What Happens When More Than Two Drivers Were Involved In Accident?

After a multi-vehicle accident, there could be an entire list of men and women claiming damages.

Possible sources of evidence

• Road signs: Does it match with what is on a vehicle’s GPS system?
• Proof that any vehicle had a defective part
• Proof that any vehicle had received an unsatisfactory repair job
• Pictures of evidence that cannot be removed from the site of the collision
—Pictures of skid marks
—Pictures of debris in street
—Pictures of a stairway’s broken railing

Documents that could serve as evidentiary material

• A signed statement from a witness
• A police report: This could not be shown to a jury in a courtroom.
• The medical report from the driver’s treating physician
• The medical report from the doctor that was treating an occupant of the car that had been hit by the defendant

In a multi-vehicle accident, more than one automobile could have felt the impact of another vehicle.

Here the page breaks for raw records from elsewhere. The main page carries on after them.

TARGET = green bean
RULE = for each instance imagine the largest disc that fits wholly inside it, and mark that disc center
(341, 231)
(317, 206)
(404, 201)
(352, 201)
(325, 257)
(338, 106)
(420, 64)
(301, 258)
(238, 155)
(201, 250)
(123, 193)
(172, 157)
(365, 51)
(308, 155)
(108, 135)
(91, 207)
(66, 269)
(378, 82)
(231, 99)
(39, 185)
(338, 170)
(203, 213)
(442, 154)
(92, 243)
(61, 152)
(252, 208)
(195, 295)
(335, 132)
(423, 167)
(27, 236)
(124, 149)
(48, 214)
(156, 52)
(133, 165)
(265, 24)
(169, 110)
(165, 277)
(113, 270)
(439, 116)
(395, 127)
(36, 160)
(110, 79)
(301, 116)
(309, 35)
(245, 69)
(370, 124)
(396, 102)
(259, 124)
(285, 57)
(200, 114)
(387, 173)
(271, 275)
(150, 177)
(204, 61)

Each of those same vehicles would have had a driver, and, perhaps one or more occupants. Some doctor would become responsible for treating a given driver. Some physician would be treating a specific occupant of one of the hit vehicles.

Information on the reported injuries should shed some light on the impact that caused a particular injury. An Injury Lawyer in Etobicoke would want to study that same information, if an adjuster had told the lawyer’s client that he/she was partly to blame for an injury to the occupant of a 3rd or 4th vehicle.

Someone that had failed to retain a lawyer could not obtain details, regarding how the facts could support the adjuster’s allegation. That same individual could be forced to accept the adjuster’s claim.

That would give the same adjuster a reason for offering a much lower bid. As a result, the agreed-upon settlement would be lower that it could have been. Insurance companies could take advantage of such a circumstance, and reduce a claimant’s demand to a marked extent.

A multi-vehicle accident could result in commission of multiple mistakes

Any failure by the occupant of a vehicle to get seen by a member of the medical community would count as one mistake.

If that same individual had hesitated to retain a lawyer, then that would count as a second mistake.

An adjuster in the insurance company for one of the other drivers might allege that the driver of the vehicle in which the occupant had failed to retain a lawyer was partly to blame for an injury to the occupant of a different vehicle.

A lawyer could demand proof of that allegation, but an unrepresented victim could not. That imagined tale should illustrate the value in hiring a lawyer, regardless of the severity of symptoms.